Transcript Networking/Internet Presentation - SIMS Inc.

Network & Internet Basics 101
SIMS 2003 Users Conference
by Steve Ryckman, SIMS Inc.
Email: [email protected]
Networking Overview
• Novell NetWare SFTIII is still the
recommended network for SIMS.
• SIMS “should” run on any network that
supports DOS/Windows workstations.
• Peer to peer networks are discouraged
for all but the smallest sites.
Novell NetWare is Dead
• Although Microsoft keeps spreading this
rumor, it is just that – a rumor.
• Novell has had some hard times, just
like any other company in the
technology sector, but they are on the
up-swing now.
NetWare SFTIII is Dead
• SFTIII and NetWare 4.2 are far from
dead. The current Novell product lifecycle chart shows products scheduled
for discontinuation through 2004 and
neither NetWare 4.2 or SFTIII are on it.
• Rumor is there will be a NetWare 4.2 or
4.3 with SFTIII released later this year.
IPX is slower than TCP/IP
• Another rumor, in fact the opposite is
true for applications like ours. TCP/IP
has a much smaller frame size making it
good for the internet that has a high loss
of packet ratio compared to in-house
networks. For networks like ours
though, IPX provides much better
throughput, almost twice as fast.
I need a GB or 10GB network
• False in a big way. Very few
environments will get any benefit from a
GB or 10GB network. Most 2ghz
computers still can only move about
130mb/s to a network card. It isn’t until
you go to server class machines with
multiple network cards that GB or 10GB
even becomes achievable.
Switches are better than Hubs
• True. Switches provide better collision
protection and less network chatter than
hubs. It is generally acknowledged that
a 10mb switch gets the same
throughput as a 100mb hub would.
• In an SFTIII environment this is even
more true because 18 times per second
the servers send packets to eachother.
.NET is the way of the future
• Microsoft marketing hype again. .NET
(pronounced DOT NET) is Microsoft’s
plan to take the client/server network
model onto the Internet to provide
“services”. This might be great if you
are running an on-line store, but it has
no place in a central station and gives
no benefit over current technologies that
are available from other vendors.
What is the Internet ?
• Just a real big network consisting of
millions of computers.
• It is NOT the “Web”. The “Web” and other
protocols run on the Internet.
• Has been in use since the late 60’s but
has only become popular since the
“Web” made it easy to navigate it.
• ArpaNet and MilNet were original
networks.
How big is it ?
• No one really knows.
• Thousands of servers, workstations and
other devices are connected to it each day.

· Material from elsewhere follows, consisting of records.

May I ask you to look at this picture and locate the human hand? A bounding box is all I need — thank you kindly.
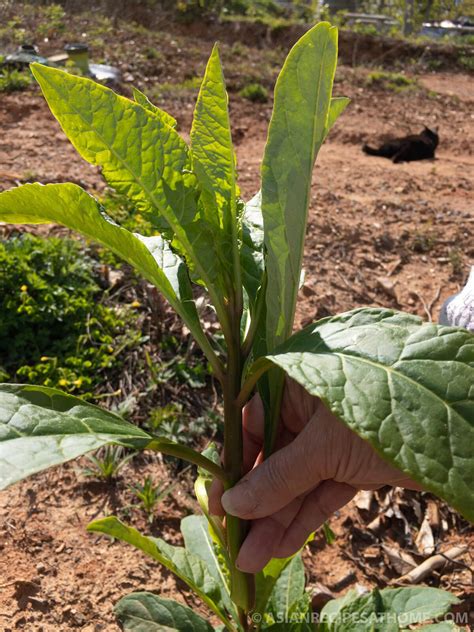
[209,381,421,573]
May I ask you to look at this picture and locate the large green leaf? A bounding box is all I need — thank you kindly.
[31,64,228,316]
[258,22,341,455]
[115,592,214,632]
[0,384,150,489]
[191,45,237,241]
[262,22,337,351]
[262,308,474,520]
[181,516,238,619]
[87,516,232,624]
[132,88,177,127]
[240,191,265,311]
[0,184,219,370]
[320,587,460,632]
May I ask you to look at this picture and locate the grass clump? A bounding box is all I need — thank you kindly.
[0,69,31,92]
[239,83,268,103]
[366,70,417,92]
[0,234,141,397]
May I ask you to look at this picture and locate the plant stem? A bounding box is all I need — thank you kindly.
[236,357,272,408]
[146,439,232,489]
[224,310,254,616]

• Email, Web Sites, Video feeds, Audio
streams, even alarm messages are all sent
across the Internet.
The Internet Collapse hype
• Collapse of Internet was supposed to
occur because of it’s massive growth.
• Minor routing glitches occasionally but no
massive failures like AOL or other much
smaller networks have experienced.
• ISP’s are spending millions setting up
redundant links and peering connections
with other ISP’s to ensure stability.
Is it safe ?
• Security risks are over-publicized but
they do occur, just like actual burglaries
vs the number of alarms received.
• Most corporate security violations are the
work of disgruntled/fired employees or of
completely unguarded networks.
• There is a real threat, SIMS receives five to
ten attempted security breaches a week.
Are you a target ?
YES
• Unfortunately any company in the
“security” industry is a little more of a
target than other small business.
• Any company is a target though, by
accident or intentionally.
Is it worth the risk ?
• Just like the Yellow Pages, the Internet
is a means of consumers to locate and
research the companies and products
they are interested in.
• Everything is on-line, job ads, alarm
distributors, even BBB records you can
use to research other companies before
you do business with them.
Will I make millions from it ?
• Putting your company on the internet
isn’t a guarantee of success, but it is
one more tool you and your customers
can use to mutual benefit.
• It’s for you to use as a business
resource, not just for sales.
• Program updates from SIMS, anti-virus
vendors and operating system vendors.
It’s too difficult to use/setup !
• Most ISP’s offer DSL service that
includes basic firewall protection in the
router.
• KISS – Keep It Simple to start and as your
company relies on it more, go to the next
level.
• Use outsourcing for email, your web site
and so forth until you have the technical
talent in your company to bring it in-house.
What type of connection ?
• Non-dedicated connection (dial-up).
• Good for just checking email and surfing the web
by your employees.
• Digital Subscriber Line (DSL)
• Always on connectivity using standard telephone
wiring.
• Faster than dial-up, but not a dedicated circuit and
doesn’t have same service level agreements
typically. Can host a web/email server with
DSL circuits from most ISP’s.
What type of connection ?
• Digital Subscriber Line (DSL continued)….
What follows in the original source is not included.